⁍ The trading arm of the Toyota Group has invested $4 million in Ugandan start-up Tugende.
⁍ Launched in 2012, Tugende began by offering motorcycle loans to riders.
⁍ It has since expanded to offer loans for everything from fishing boats and minibus taxis to sewing machines and refrigerators for small shops.
– Mark Yaweh, a 25-year-old motorcycle taxi driver in Uganda, scraped by riding someone else’s bike for three years, but put a downpayment on a new one and hoped to own his own after 18 months. “I’m excited, I yearned for this,” he tells Reuters. Yaweh is one of about 800,000 small-business owners in Uganda who have received loans from Tugende, a startup Toyota has invested $4 million in, the AP reports. Launched in 2012, Tugende has since expanded to offer loans for everything from fishing boats and minibus taxis to sewing machines and refrigerators for small shops. It opened a branch in Kenya last November. The financing gap for micro, small, and medium enterprises in sub-Saharan Africa is estimated at $331 billion, according to a 2017 report by the International Finance Corporation, the private investment arm of the World Bank.
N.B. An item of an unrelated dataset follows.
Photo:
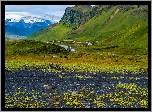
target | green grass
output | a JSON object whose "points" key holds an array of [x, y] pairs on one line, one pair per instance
{"points": [[31, 47], [97, 28]]}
Development organizations say the kind of microlending Tugende is providing is key to closing that gap. With an asset base of $30 million, the start-up has handed out about 35,000 bike ‘mortgages’ so far in Uganda, which Tugende estimates has about 800,000 riders. More than three-quarters of the borrowers pay off the two-year loans off early using mobile money service or other digital platforms, says Michael Wilkerson, Tugende’s chief executive. Watanabe says the group aimed to invest $45 million in transportation and asset-financing start-ups like Tugende in Africa next year.